Free vote? Senior Tories face crisis of principle on gay marriage
By Alex Stevenson and Ian Dunt
Senior Conservatives will have to back the coalition's timetabling plans for its gay marriage bill or resign, in a move which will encourage dissent on the government's backbenches.
While No 10 has conceded a free vote on the bill itself, which it claims is a matter of conscience, there will be a three-line whip on the programme motion.
This usually takes place after the bill's second reading and outlines the scheduling for its remaining progress through parliament.
"It's hardly a free vote, is it? If a PPS votes against it, they'll have to resign," a leading opponent of the move told politics.co.uk, ahead of next week's vote.
The comments come as Cabinet ministers start to take their positions for the battle to come.
Prominent right-wingers Chris Grayling and Sayeeda Warsi today confirmed they would support the measure.
Grayling found himself in hot water in 2010 when he said owners of B&Bs had the right to stop gay couples staying with them. Warsi is well-known for her strong religious views and was expected to oppose the measure.
Their decision to support the bill suggests Downing Street is succeeding in minimising a split in the Cabinet over the controversial bill.
The development comes as Philip Hammond caused outrage by citing the law against incest in an argument against gay marriage.

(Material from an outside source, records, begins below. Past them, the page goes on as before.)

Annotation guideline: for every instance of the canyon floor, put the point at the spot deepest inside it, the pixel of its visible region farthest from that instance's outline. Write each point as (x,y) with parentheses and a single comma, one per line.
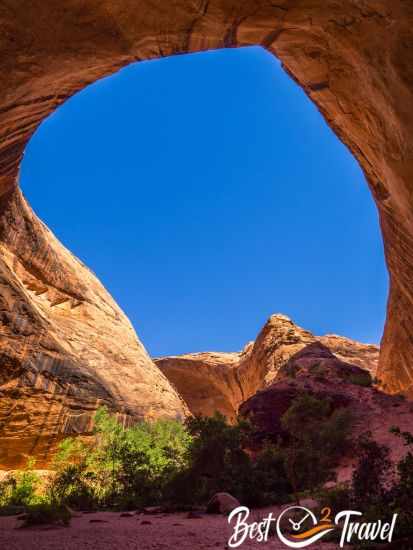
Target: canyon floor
(111,531)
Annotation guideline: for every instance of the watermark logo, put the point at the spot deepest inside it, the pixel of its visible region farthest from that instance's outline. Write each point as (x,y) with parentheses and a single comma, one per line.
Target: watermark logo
(298,527)
(304,529)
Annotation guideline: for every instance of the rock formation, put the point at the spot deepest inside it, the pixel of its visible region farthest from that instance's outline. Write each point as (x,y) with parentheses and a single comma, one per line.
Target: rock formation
(353,59)
(211,382)
(316,371)
(65,346)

The defence secretary was accused of mentioning the ban on marriage between siblings during a discussion about same-sex partnerships by the website pinknews.co.uk earlier this week, but a spokesman denied the report.
Asked by 5Live Breakfast if he told gay campaigners that "we don't allow siblings to get married either" during a debate on gay marriage, Hammond admitted that he did.
"The context was we were having a very wide ranging discussion about the state and the state's involvement in people’s relationships and people's day to day lives, and also talking about the tax advantages that are available through marriage and civil partnership," he said.
Pressed on whether he was comparing gay marriage to incest, Hammond replied: "No, I was not. And that’s a completely scurrilous interpretation of what I said."
The comparison is still far short of some reports, which said the defence secretary said allowing gay marriage would be like "sanctioning incest".
Joe Rayment, a student at the scene, told the Guardian: "When I asked Philip Hammond what right the state has to tell two people in love that they can't get married, he said: 'Well, siblings can't get married either'. We found this a very offensive and quite disgusting thing for him to say."
Hammond is a leading gay marriage opponent in Cabinet.
The story comes as the French National Assembly starts a marathon debate on legalising gay marriage, following months of heated debate.
The introduction of gay marriage was one of Francois Hollande's election promises.